Technical information
- Licensing authority: FCC
- Facility ID: 73884
- Class: C
- Power: 1,000 watts unlimited
- Transmitter coordinates: 35°46′25.00″N 78°37′9.00″W﻿ / ﻿35.7736111°N 78.6191667°W

Links
- Public license information: Public file; LMS;
- Website: www.catholic540am.org

= WPJL =

WPJL (1240 kHz) is a non-commercial AM radio station, licensed to Knightdale, North Carolina, and serving the Research Triangle. The station, owned by Divine Mercy Radio, simulcasts the Catholic radio format broadcast by WETC.

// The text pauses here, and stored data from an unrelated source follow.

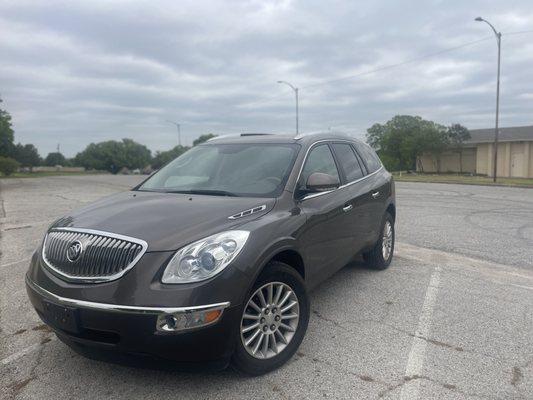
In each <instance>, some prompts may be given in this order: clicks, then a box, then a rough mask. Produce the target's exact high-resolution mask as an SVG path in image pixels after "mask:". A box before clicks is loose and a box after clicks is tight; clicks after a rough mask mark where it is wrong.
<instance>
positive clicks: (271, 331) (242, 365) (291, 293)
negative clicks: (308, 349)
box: [232, 262, 309, 375]
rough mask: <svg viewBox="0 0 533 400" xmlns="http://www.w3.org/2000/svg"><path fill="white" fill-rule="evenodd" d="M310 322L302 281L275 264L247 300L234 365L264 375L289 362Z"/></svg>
mask: <svg viewBox="0 0 533 400" xmlns="http://www.w3.org/2000/svg"><path fill="white" fill-rule="evenodd" d="M308 322H309V299H308V296H307V291H306V288H305V283H304V281H303V279H302V277H301V276H300V275H299V274H298V272H296V271H295V270H294V269H293V268H291V267H290V266H288V265H286V264H284V263H280V262H271V263H270V264H269V265H267V267H266V269H265V272H263V273H262V274H261V276H260V277H259V279H258V280H257V282H256V283H255V285H254V287H253V289H252V291H251V293H250V294H249V296H248V297H247V300H246V302H245V306H244V308H243V313H242V317H241V321H240V326H239V336H240V337H239V338H238V344H237V347H236V349H235V353H234V355H233V359H232V364H233V366H234V367H236V368H237V369H238V370H240V371H241V372H244V373H246V374H250V375H261V374H264V373H267V372H269V371H272V370H274V369H276V368H278V367H280V366H281V365H283V364H284V363H285V362H287V361H288V360H289V359H290V358H291V357H292V355H293V354H294V353H295V352H296V350H297V349H298V347H299V346H300V343H301V342H302V339H303V337H304V335H305V332H306V330H307V324H308Z"/></svg>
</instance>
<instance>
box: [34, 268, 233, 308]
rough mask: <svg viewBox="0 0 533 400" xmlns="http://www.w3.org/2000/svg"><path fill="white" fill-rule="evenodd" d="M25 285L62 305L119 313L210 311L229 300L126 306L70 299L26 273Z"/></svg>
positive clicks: (220, 306) (45, 297)
mask: <svg viewBox="0 0 533 400" xmlns="http://www.w3.org/2000/svg"><path fill="white" fill-rule="evenodd" d="M26 285H28V287H29V288H31V289H32V290H33V291H35V292H37V293H38V294H40V295H41V296H43V297H44V298H46V299H48V300H50V301H53V302H55V303H58V304H60V305H64V306H70V307H79V308H87V309H91V310H99V311H110V312H119V313H132V314H175V313H191V312H194V311H211V310H223V309H225V308H227V307H229V306H230V302H229V301H226V302H223V303H215V304H206V305H203V306H191V307H141V306H126V305H121V304H107V303H96V302H92V301H85V300H77V299H70V298H68V297H62V296H58V295H56V294H54V293H52V292H49V291H48V290H46V289H43V288H42V287H40V286H39V285H37V284H36V283H35V282H33V281H32V280H31V279H30V278H29V277H28V275H26Z"/></svg>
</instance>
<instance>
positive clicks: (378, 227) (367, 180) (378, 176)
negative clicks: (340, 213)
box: [353, 142, 389, 245]
mask: <svg viewBox="0 0 533 400" xmlns="http://www.w3.org/2000/svg"><path fill="white" fill-rule="evenodd" d="M353 145H354V148H355V150H356V151H357V154H358V155H359V157H360V159H361V160H362V162H363V164H364V165H365V168H366V170H367V176H366V177H365V179H363V180H362V181H361V182H362V185H361V191H363V192H364V195H363V197H362V199H361V212H362V213H364V214H365V215H366V216H367V217H368V224H366V225H365V229H366V230H367V232H366V238H367V241H366V242H367V243H366V244H367V245H370V244H373V243H375V241H376V240H377V237H378V235H379V233H380V230H381V223H382V219H383V215H384V212H385V207H386V200H387V196H388V194H387V193H388V190H389V188H388V182H387V181H386V180H384V179H382V177H381V175H380V171H381V169H382V165H381V161H380V160H379V157H378V156H377V155H376V153H375V152H374V150H372V149H371V148H370V146H368V145H366V144H364V143H360V142H356V143H354V144H353Z"/></svg>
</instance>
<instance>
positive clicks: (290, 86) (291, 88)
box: [278, 81, 299, 134]
mask: <svg viewBox="0 0 533 400" xmlns="http://www.w3.org/2000/svg"><path fill="white" fill-rule="evenodd" d="M278 83H282V84H284V85H287V86H288V87H290V88H291V89H292V90H293V91H294V95H295V97H296V134H298V132H299V129H298V88H297V87H295V86H293V85H291V84H290V83H289V82H285V81H278Z"/></svg>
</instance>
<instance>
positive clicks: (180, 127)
mask: <svg viewBox="0 0 533 400" xmlns="http://www.w3.org/2000/svg"><path fill="white" fill-rule="evenodd" d="M166 122H168V123H171V124H172V125H176V128H177V129H178V145H180V146H181V125H180V124H178V123H177V122H174V121H170V120H168V119H167V120H166Z"/></svg>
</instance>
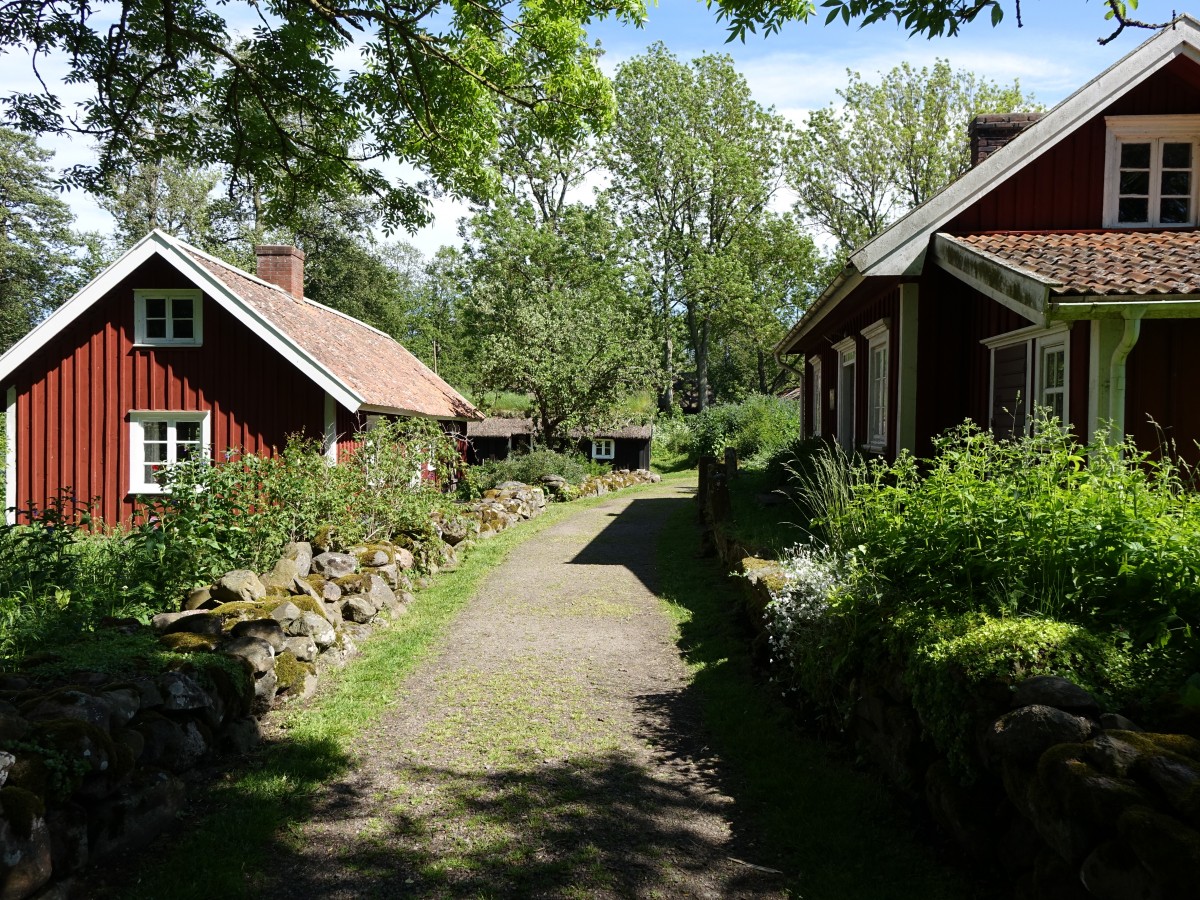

WPJL is authorized for 1,000 watts non-directional.

==History==
The station signed on the air on March 20, 1939, as WRAL in Raleigh. Its power was 250 watts by day and 100 watts at night, broadcasting on 1210 kHz. The studios were on Salisbury Street in downtown Raleigh. In 1946, it added an FM station, WRAL-FM, and in 1956 added a television station, WRAL-TV.

In 1941, the North American Regional Broadcasting Agreement (NARBA) was implemented, which moved most stations on 1210 kHz, including WRAL, to 1240 kHz. During those early days, the station was a network affiliate of the Mutual Broadcasting System.

Capitol Broadcasting sold WRAL in 1965, but kept the sister stations WRAL-FM and WRAL-TV. That required a change in its call sign, becoming WRNC, which stood for Raleigh, North Carolina. As WRNC, the station played Top 40 hits and then country music. In the 1960s the station was sold to Smiles Associates and in 1974 the format was changed to Christian radio. In 1978, the call sign was changed from WRNC to WPJL ("We Proclaim Jesus Lord"). The call sign was chosen to reflect the new orientation of the station.

The station aired a Christian talk and teaching radio format before going silent. Religious leaders heard on WPJL included Adrian Rogers, J. Vernon McGee, Joyce Meyer, Jim Daly, Nancy DeMoss Wolgemuth and Chuck Swindoll. WPJL went off the air July 31, 2023, and on August 16, 2023, it was authorized by the Federal Communications Commission to remain silent for up to 180 days.

On February 12, 2024, WPJL was sold to Divine Mercy Radio, in order to become a sister station to WETC in Wendell. At this time it changed from a commercial to a non-commercial station.

In June 2024, the station was given permission to temporarily operate with 250 watts, using a longwire antenna constructed at the WETC transmitter site. In August, the Construction Permit was modified to change the Community of license from Raleigh to Knightdale, and specify diplex operation from the WETC transmitter site.